Krystyna Skarbek

Krystyna Skarbek

Krystyna Skarbek (1908 - 1952), d’origine polonaise, fut un agent secret britannique pendant la Seconde Guerre mondiale. Elle mena des actions d'espionnage et de Résistance, notamment :

  • en Hongrie, au début de la guerre (1940),
  • en France, après le débarquement en Normandie (été 1944), au sein de la section française (F) du Special Operations Executive, en tant que courrier du réseau JOCKEY de Francis Cammaerts.

Parmi toutes les femmes agents du SOE, c’est elle qui servit le plus longtemps comme agent secret britannique.

Certains ont avancé que ce sont les capacités et les réussites de Krystyna Skarbek qui ont amené le SOE à faire évoluer sa politique en faveur d'un recrutement croissant de femmes.

Pour accéder à des photographies de Krystyna Skarbek, se reporter au paragraphe Sources et liens externes en fin d'article.

Identités

  • État civil : Krystyna Skarbek, épouse Getlich puis Giżycki
  • Comme agent du SOE :
    • Nom de guerre (field name) : Christine Granville (?)
    • Nom de code opérationnel : (?)
    • Identité d'emprunt : Pauline Armand

Famille

  • Son père : Comte Jerzy Skarbek.
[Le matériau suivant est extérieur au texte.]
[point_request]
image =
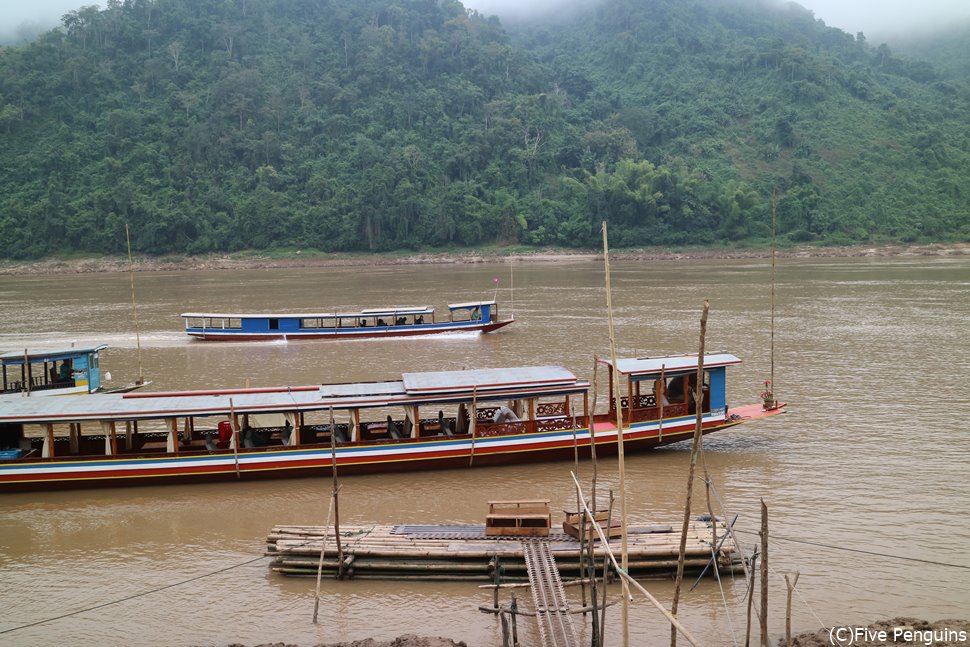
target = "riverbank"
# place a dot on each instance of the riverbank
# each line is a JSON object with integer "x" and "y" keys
{"x": 409, "y": 640}
{"x": 297, "y": 259}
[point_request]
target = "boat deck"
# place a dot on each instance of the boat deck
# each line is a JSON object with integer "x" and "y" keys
{"x": 435, "y": 552}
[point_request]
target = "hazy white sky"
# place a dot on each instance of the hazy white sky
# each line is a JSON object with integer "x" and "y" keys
{"x": 874, "y": 17}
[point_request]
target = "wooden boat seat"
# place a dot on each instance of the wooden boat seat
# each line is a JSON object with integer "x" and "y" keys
{"x": 520, "y": 518}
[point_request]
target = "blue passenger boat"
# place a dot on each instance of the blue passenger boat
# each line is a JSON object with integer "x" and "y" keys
{"x": 474, "y": 316}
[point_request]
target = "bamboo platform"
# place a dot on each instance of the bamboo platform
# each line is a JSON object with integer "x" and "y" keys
{"x": 464, "y": 552}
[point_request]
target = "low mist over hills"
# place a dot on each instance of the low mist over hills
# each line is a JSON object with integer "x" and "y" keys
{"x": 380, "y": 125}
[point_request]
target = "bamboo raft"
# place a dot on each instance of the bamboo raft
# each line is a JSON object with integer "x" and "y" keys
{"x": 465, "y": 552}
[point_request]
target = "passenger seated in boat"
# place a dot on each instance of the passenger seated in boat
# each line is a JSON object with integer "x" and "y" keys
{"x": 253, "y": 438}
{"x": 443, "y": 426}
{"x": 675, "y": 390}
{"x": 504, "y": 414}
{"x": 392, "y": 429}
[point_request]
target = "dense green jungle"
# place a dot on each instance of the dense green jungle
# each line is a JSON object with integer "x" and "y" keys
{"x": 384, "y": 125}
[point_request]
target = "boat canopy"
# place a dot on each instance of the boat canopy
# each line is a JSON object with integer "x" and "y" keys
{"x": 415, "y": 388}
{"x": 408, "y": 310}
{"x": 649, "y": 368}
{"x": 16, "y": 358}
{"x": 470, "y": 304}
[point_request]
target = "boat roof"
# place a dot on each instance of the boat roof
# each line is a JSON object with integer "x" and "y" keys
{"x": 470, "y": 304}
{"x": 370, "y": 312}
{"x": 49, "y": 354}
{"x": 651, "y": 367}
{"x": 487, "y": 379}
{"x": 414, "y": 389}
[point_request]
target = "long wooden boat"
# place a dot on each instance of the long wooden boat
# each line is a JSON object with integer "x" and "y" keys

Cette branche de la famille aristocratique Skarbek, descendant de l’une des plus anciennes familles nobles de Pologne, n’avait pas droit au titre.
  • Sa mère : Stefania Goldfeder, fille d’un riche banquier, Juif assimilé.
  • Ses maris :
    • Karol Getlich, homme d’affaires.
    • Jerzy Giżycki (1899 - 1970), mariage le 2 novembre 1938.

Biographie

Premières années

1908. Le 1er mai, naissance de Krystyna Skarbek à Varsovie, Pologne.

Krystyna grandit dans le confort jusqu’à ce que son père ait gaspillé toute la dot de sa femme en réceptions fastueuses.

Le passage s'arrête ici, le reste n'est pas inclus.